Referring to FIG. 2, a cross-sectional view of the pole tip 3a from the plane 11-11 is shown. During a recording operation, the pole tip 3a and write head 1 move over a magnetic recording track (not shown) in the z direction. The pole tip 3a usually has an inverted trapezoid shape with sloped sides 21, a top surface 22 that has a pole width (track width) w1 and a bottom surface 20 which has a smaller width than the track width. Each side 21 forms an angle β with the bottom surface. The track width is typically determined by an ion milling process that removes excess material from the edges of the main pole layer. However, a subsequent chemical mechanical polish (CMP) process that planarizes the main pole layer 3 is difficult to control and a large variation in the resulting main pole layer thickness may occur. For example, one write head may have a pole tip thickness t1 and track width w1 following the CMP step. On the other hand, a second write head may have a pole tip thickness t2 and track width w2 which are smaller than t1 and w1, respectively, because of a prolonged CMP process time that forms a top surface 22c. The thickness difference (t1−t2) caused by CMP process variation will have an adverse impact on device performance since track width and magnetic flux density delivered by the main pole will vary from one write head to the next. Therefore, a method is needed that can produce a write head which has a more consistent pole width dimension that is not influenced by CMP process variations.
Referring to FIG. 3, another concern with a conventional PMR write head during a recording operation is that the pole tip 3a tends to become skewed at an angle α relative to the recording direction z and the magnitude of α can vary depending on the location of the pole tip on the circular magnetic recording media. In some cases where the skew angle α is large or where the undercut angle β is significant, undesirable writing can occur on a track adjacent to the intended recording track.
In U.S. Pat.
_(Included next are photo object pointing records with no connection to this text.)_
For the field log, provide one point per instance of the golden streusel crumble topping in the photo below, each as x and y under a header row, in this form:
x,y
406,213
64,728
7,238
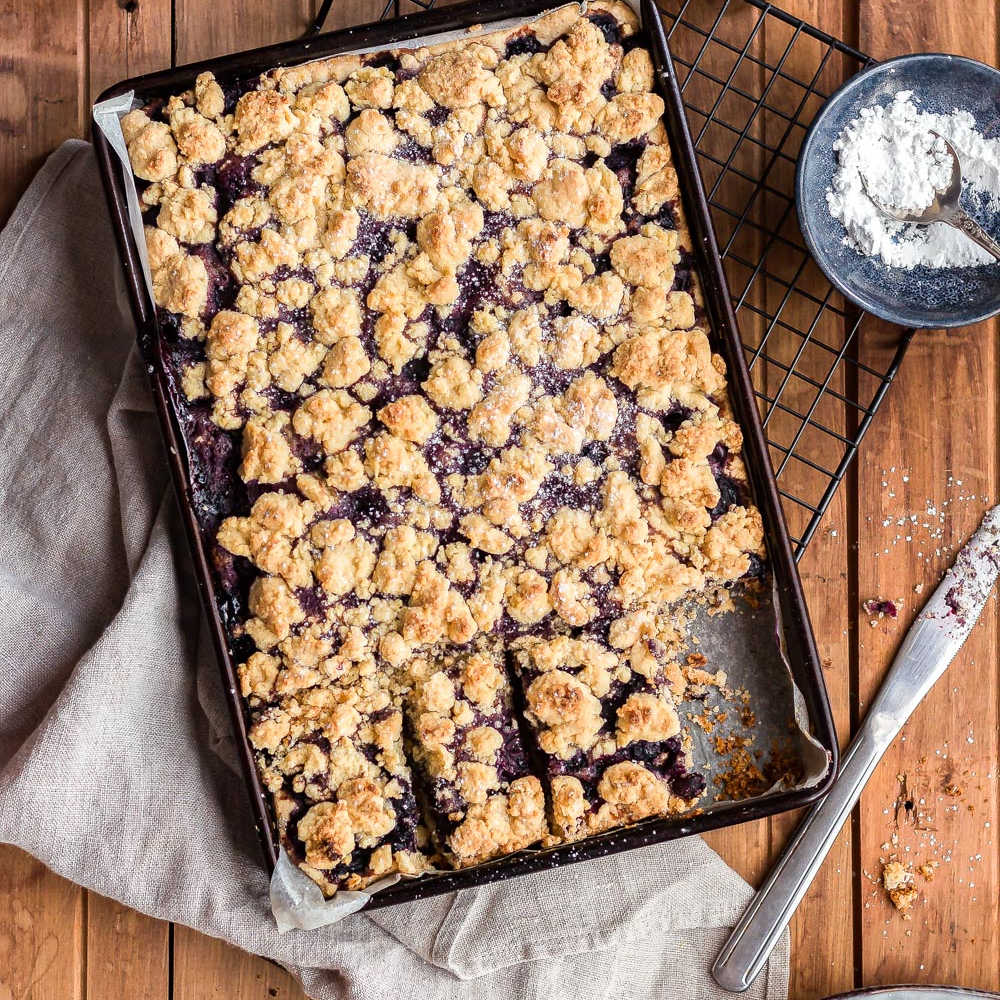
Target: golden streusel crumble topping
x,y
457,433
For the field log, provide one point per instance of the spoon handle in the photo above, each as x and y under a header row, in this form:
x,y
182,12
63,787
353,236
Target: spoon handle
x,y
965,223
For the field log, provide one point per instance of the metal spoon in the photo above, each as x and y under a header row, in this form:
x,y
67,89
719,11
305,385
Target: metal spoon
x,y
944,208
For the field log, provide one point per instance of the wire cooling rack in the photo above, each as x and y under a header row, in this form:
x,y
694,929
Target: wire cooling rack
x,y
753,78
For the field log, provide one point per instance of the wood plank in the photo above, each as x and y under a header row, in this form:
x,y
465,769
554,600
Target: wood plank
x,y
42,71
822,950
42,919
939,429
128,953
746,848
205,967
127,38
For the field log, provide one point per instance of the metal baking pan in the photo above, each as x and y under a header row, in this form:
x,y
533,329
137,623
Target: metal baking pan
x,y
797,638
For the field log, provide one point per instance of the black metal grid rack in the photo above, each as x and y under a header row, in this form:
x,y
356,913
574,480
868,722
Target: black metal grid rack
x,y
753,78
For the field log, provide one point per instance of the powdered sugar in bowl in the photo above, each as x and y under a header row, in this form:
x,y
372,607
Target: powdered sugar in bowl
x,y
876,133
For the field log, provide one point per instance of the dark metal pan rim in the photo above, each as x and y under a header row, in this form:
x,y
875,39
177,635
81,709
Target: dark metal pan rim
x,y
799,643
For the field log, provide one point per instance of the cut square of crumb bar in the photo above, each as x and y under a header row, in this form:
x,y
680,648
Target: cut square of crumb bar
x,y
458,439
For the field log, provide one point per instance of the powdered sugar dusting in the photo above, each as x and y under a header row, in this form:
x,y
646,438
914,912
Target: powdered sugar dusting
x,y
893,150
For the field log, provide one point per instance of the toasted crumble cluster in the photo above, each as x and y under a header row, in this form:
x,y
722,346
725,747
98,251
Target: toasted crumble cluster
x,y
458,436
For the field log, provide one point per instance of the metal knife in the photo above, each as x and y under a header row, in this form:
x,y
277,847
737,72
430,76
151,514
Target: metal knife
x,y
937,634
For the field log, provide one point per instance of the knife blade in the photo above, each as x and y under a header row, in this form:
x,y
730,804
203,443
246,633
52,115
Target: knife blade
x,y
936,636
No. 6,504,675, the slope angle of the pole sides is allowed to be greater than the maximum skew angle in order to suppress the skew effect. Alternatively, the trailing write pole is comprised of two parts in which a wide trapezoidal section is formed on a narrow rectangular section that is the leading edge.
A main pole layer with an inverted trapezoidal pole tip is embedded in an inorganic insulation layer in U.S. Pat. No. 6,710,973. A trailing edge, a leading edge, or both lateral edges of the main pole may be tapered in a smooth linear or curved fashion.
In U.S. Pat. No. 6,510,024, an upper magnetic pole is trimmed by an ion milling method in which the incident angle of ion particles is controlled to within a range of 65 to 85 degrees. The upper magnetic pole has a trapezoidal shape in which a bottom surface nearer an adjoining read head has a greater width than a top surface.
A method for forming a pole tip width less than 1 micron is described in U.S. Pat. No. 5,649,351 in which a photoresist layer that is 5 to 10 microns thick is used as an ion milling mask to define a rectangular pole tip in a planar write head. The resulting thin film magnetic write head is disclosed in U.S. Pat. No. 5,452,164.